- Born: 1835 Forfar
- Died: 1913 (aged 77–78)
- Occupation: Writer, novelist

= Charlotte Louisa Hawkins Dempster =

Scottish author and folklore collector (1835–1913)

Charlotte Louisa Hawkins Dempster (1835–1913) was a Scottish novelist, essayist and author, noted also as a collector of folklore, especially in the Highland county of Sutherland. She spent much of her life in France.

==Literature and folklore==
Charlotte Louisa Hawkins was born 10 April 1835 at Forfar in Scotland. Her name was later styled Charlotte Dempster. She was educated at home by masters in various subjects, but spent her late teens in Paris.

Dempster's first published work was an essay entitled "The Literary Remains of Albrecht Dürer", which appeared in the Edinburgh Review in July 1861. She became involved in controversy over the role and importance of the 17th-century Dorothy Osborne, after reviewing Edward Abbott Parry's edition of her correspondence for the same journal in 1888. She accused Parry of having a "gushy and self-conscious style" and unnecessarily interfering with the text.

Dempster became a member of the Folklore Society, publishing articles in its journal, reading papers before the Second International Folk Congress, and serving the folklore committee assembled for the World's Columbian Exposition in 1893.
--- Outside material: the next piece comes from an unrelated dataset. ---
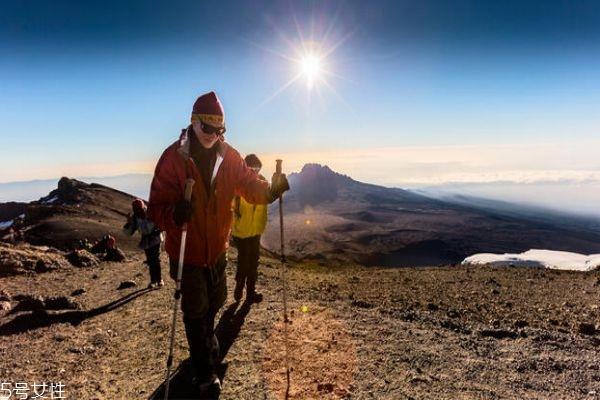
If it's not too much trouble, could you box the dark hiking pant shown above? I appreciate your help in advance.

An autobiography edited by Alice Knox was published in 1920. It had been completed in the year before her death in 1913.

==Novels==
According to a modern critic, Dempster's novels "use a variety of settings to treat potentially serious subjects in a superficial way." Her book The Hôtel du Petit St. Jean. A Gascon Story appeared in 1869, but Vera, said to be the first novel, in 1871. Others were Iseulte (1875), Blue Roses (1877), Within Sound of the Sea (1879), Marjorie's Husband (1888) Ninette: an Idyll of Provence (1888), The Dance of the Hours (1893) and The Year Book of the Holy Souls (1901).

A cookery book of Dempster's, Australian Beef and Mutton and How to Make the Best of them came out in 1872. A volume of her essays appeared in the same year, and a travel volume, The Maritime Alps and their Seaboard in 1884.

Demster became a member of the Folklore Society, publishing articles in its journal and reading papers before the Second International Folk-Congress, and serving the folklore committee assembled for the World's Columbian Exposition in 1893.